The view is also widely shared among analysts who have argued that a perceived rejection from Europe could diminish Georgian enthusiasm for Europe, fueling anti-Western narratives by right-wing groups. Currently, over 80 percent of Georgians favor EU membership, according to an NDI/CRRC poll released in April.
Amid all this, however, Zourabichvili tried to rally Georgians’ hopes.
“This is quite a grim picture and despite this, a small but real chance remains,” she said in her speech.
Zourabichvili was elected in 2018 with the support of Georgian Dream but in recent months has turned into an outspoken critic of the party. She has channeled many Georgians’ support for Ukraine, even as the government has been deeply cautious about criticizing Russia.

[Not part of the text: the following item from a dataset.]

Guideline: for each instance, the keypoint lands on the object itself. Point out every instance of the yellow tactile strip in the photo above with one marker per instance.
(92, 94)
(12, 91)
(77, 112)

In the speech, she argued that the resolution language on sanctioning Ivanishvili came with “factual inaccuracies and unfounded accusations.” But she said there was plenty of blame to go around, citing the “consistent work of some radical opposition and the silence and inaction of the government.”
To demonstrate the country’s desire for European integration she appealed to Georgians to gather the night before the European Commission is expected to issue its opinion. “Let us see each other and show Europe ourselves, our unity, our will,” Zourabichvili said.
She presented the event as apolitical, with “no speeches, no announcements, no posters” and where everyone would come as an “ordinary citizen” rather than as a political partisan.
Her event appeared to be an attempt to preempt one with a similar theme that was organized for June 20 and endorsed by some opposition parties.
That will be the three-year anniversary of the violent police dispersal of an anti-Russia rally in Tbilisi. Zourabichvili called on organizers of that event to consider postponing it as “this is no time for political ambitions and dividing people.”
Leaders of some opposition parties, including Lelo for Georgia and the Party of Citizens, said they supported attending both demonstrations, citing the need for unity. But Nika Melia, the chairman of the United National Movement (UNM), the largest opposition party, criticized Zourabichvili’s address and called on supporters to go to the June 20 event.
Georgian Dream, too, distanced itself from Zourabichvili’s gathering. The party's chairman, Irakli Kobakhidze, said the event was “unprepared” and that it was “not serious” for the president to call for unity with “the party of war,” a term the party uses to vilify the UNM.
Nini Gabritchidze is a Tbilisi-based journalist.